L’écoanxiété comme prise de conscience
C’est lorsque cet état de "panicule" redescend que peut s’opérer le passage vers l’écoanxiété. Le corps a vécu le danger ; le cognitif, l’émotionnel et l’empathie "se remettent à dialoguer" pour donner un sens à ce qui vient de se passer, détaille Emmanuellle Delrieu. La peur n’est alors plus seulement celle d’avoir trop chaud : elle se relie aux incendies, à l’effondrement de la biodiversité, à l’épuisement des ressources et à la répétition annoncée de ces épisodes de chaleurs extrêmes, conséquences directes du dérèglement climatique.
"Cela peut beaucoup inquiéter, à la fois pour le présent et pour l’avenir", souligne la psychologue montpelliéraine spécialisée en écoanxiété Claire Wallez. Certaines personnes redoutent de ne plus dormir, de ne pas être efficaces au travail. D’autres se projettent déjà dans quelques décennies : 'Aujourd’hui, c’est déjà difficile. Alors demain, comment va-t-on faire ?' On est alors véritablement dans l’écoanxiété : les personnes se projettent plus loin et se disent que la situation ne sera pas soutenable".
C’est là que l’écoanxiété "permet de donner du sens à ce que nous vivons", explique Emmanuelle Delrieu. Elle n’est donc qu’une étape vers l’écolucidité : comprendre que cette angoisse n’est ni irrationnelle ni seulement individuelle, que les canicules ne frappent pas tout le monde de la même manière, "selon le genre, la classe sociale, les origines raciales ou le niveau de vulnérabilité". Et que ces évènements extrêmes – incendies, vague de chaleur, tempêtes, crues – ne sont pas des punitions divines : "C’est un système politique, culturel et capitaliste mortifère qui se trouve au cœur des conséquences et des manifestations de cette canicule", résume Emmanuelle Delrieu.
Une étude soutenue l’Ademe, montrait en 2025 que 6,3 millions de Français se sentaient moyennement écoanxieux, avec de premiers symptômes et 2,1 millions, fortement écoanxieux. En première ligne : la tranche des 25-34 ans.
Que peut-on faire ?
Face à une personne qui panique, les psychologues recommandent d’abord de ne pas minimiser son ressenti. Il faut l’aider à rejoindre un lieu frais, accueillir sa parole, puis identifier, une fois la crise passée, des proches, des associations et des lieux sur lesquels elle pourra s’appuyer lors du prochain épisode, conseillent Claire Wallez et Emmanuelle Delrieu.

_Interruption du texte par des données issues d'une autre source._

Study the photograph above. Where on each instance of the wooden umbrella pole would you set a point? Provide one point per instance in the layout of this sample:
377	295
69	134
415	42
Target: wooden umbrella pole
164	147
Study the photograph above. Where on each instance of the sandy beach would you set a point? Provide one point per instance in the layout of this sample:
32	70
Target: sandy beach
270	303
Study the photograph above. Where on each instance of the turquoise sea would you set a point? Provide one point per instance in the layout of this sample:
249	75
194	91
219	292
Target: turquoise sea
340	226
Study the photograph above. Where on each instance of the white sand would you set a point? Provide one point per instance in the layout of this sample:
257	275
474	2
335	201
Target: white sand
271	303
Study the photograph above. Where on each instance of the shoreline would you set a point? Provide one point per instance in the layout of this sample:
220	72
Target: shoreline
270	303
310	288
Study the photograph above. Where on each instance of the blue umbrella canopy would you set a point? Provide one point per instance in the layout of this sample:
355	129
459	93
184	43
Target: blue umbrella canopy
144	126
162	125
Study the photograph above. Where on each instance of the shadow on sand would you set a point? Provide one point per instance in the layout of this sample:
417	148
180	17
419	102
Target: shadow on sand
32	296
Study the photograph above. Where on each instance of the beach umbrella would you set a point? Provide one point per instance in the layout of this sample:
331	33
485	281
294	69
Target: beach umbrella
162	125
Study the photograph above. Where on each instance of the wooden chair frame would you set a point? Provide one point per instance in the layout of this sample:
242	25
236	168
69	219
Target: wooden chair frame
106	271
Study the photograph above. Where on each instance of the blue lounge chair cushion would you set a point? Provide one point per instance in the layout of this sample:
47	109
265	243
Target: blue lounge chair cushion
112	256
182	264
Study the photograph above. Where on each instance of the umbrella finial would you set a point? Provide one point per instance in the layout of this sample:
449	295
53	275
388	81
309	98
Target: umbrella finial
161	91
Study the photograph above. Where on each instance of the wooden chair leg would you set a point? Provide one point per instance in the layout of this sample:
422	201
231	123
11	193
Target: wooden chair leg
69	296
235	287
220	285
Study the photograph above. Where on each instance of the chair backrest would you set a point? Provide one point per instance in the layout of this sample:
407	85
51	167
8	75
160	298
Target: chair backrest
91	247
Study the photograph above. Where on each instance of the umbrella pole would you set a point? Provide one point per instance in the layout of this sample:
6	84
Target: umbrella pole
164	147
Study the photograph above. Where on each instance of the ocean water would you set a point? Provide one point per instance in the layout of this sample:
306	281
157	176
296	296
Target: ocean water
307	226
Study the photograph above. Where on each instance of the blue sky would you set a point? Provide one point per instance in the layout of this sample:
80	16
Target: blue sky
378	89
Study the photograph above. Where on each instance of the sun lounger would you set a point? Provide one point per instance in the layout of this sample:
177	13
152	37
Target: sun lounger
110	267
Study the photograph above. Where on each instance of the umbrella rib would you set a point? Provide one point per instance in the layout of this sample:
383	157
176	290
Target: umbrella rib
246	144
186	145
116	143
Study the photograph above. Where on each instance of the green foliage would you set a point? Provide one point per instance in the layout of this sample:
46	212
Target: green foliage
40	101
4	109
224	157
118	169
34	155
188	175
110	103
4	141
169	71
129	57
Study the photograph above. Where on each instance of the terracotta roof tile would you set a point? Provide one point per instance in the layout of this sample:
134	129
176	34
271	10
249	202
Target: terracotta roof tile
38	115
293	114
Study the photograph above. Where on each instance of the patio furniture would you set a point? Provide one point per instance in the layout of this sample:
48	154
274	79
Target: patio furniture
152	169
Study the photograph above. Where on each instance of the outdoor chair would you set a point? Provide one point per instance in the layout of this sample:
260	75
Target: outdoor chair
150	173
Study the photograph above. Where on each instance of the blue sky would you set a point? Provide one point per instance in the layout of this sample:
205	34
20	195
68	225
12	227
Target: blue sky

Mais toutes deux refusent de faire reposer la réponse sur les seuls individus. Alors que le gouvernement suscitait un tollé fin juillet sur Instagram en donnant des conseils "pour gérer son écoanxiété", Emmanuel Delrieu tranche : "Les gens n’ont pas besoin d’anesthésier leur écoanxiété".
L’écoanxiété n’est "ni pathologique, ni dangereuse", appuie Emmanuelle Delrieu qui réclame plutôt pour la mise en place des cellules d’urgence psychologique, des réseaux d’entraide et de politiques publiques concrètes : "Ce qui est actuellement proposé ne constitue que des anesthésiants issus du développement personnel. C’est tout simplement inadmissible". Un constat partagé par Claire Wallez : reconnaître l’écoanxiété ne suffit pas lorsque les politiques menées face au dérèglement climatique restent insuffisantes.